Jiang Hansheng took her hand. His eyes deepened slightly. “A wedding that belongs to us,” he said.
She didn’t know why, but she never seemed able to refuse him. Something softened in her chest. She thought back to the time before and after their marriage — how it had always been Jiang Hansheng who yielded to her, again and again.
She understood that marriage was one of life’s most significant things — especially for someone like Jiang Hansheng, who had always held absolute loyalty to it, and for that very reason held it all the more dear.
Zhou Jin thought: Perhaps some sense of ceremony is warranted after all.
She reached her arm back around his neck, tilted her head up, and pressed a light kiss to his lips. “Alright,” she told him.
His cool, composed features softened — a rare, quiet smile. He dipped his head and kissed her back.
“Move in tomorrow. I’ll help you.”
Zhou Jin smiled with her lips pressed together, and agreed again, “Alright.”
The two of them lay wrapped around each other in the quiet, and before long, Zhou Jin drifted off to sleep.
Jiang Hansheng carried her to the bed, gently cleaned her up, and pulled the blanket carefully over her.
Zhou Jin murmured a sleepy goodnight, turned over, settled into a comfortable position, and sank into a deep sleep.
No more nightmares.
Deep in the night. The darkness was dense and absolute, like a wall with no gaps.
Jiang Hansheng stood by the window. Against the faintest trace of light, half of him seemed to dissolve into the thick black air around him.
He stood in silence, watching Zhou Jin’s sleeping face. Shadows gathered beneath his eyes.
He pressed his hand against the aching bruise on his ribs, and thought of the way Jiang Cheng had spoken to him the day before — hard-edged and without any give: “Stay away from Zhou Jin.”
Jiang Hansheng knew, with full clarity, that no one had more standing than Jiang Cheng to say those words to him.
Five years ago, when he had pulled Jiang Cheng’s file from the “8·17” case records, he had already caught the shape of a truth — one he could barely bring himself to carry.
He had always believed there were no coincidences in this world.

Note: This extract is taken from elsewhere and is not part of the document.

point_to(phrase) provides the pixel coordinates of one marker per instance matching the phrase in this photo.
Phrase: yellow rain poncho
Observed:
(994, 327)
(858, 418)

Behind every apparent stroke of chance lay someone’s deliberate arrangement —
Such as Jiang Cheng being caught cheating by Zhou Jin just as their marriage was drawing close.
Such as the murder weapon used by Lai Zhengtian being, of all things, the very gun gone missing from the “8·17” case.
Such as the fact that, at this very moment, Jiang Cheng happened to be working within the same organization as Lai Zhengtian.
And such as the fact that it was he, with his own hands, who had sent Lai Zhengtian to prison — which, beyond the politics of factional rivalry, perhaps had another explanation entirely.
“I’m sorry, Zhou Jin.”
Half of Jiang Hansheng’s face was swallowed by the darkness. His eyes dropped slightly — overcast and cold.
These things, he would keep sealed away like a secret.
Until the day Zhou Jin came to know them herself.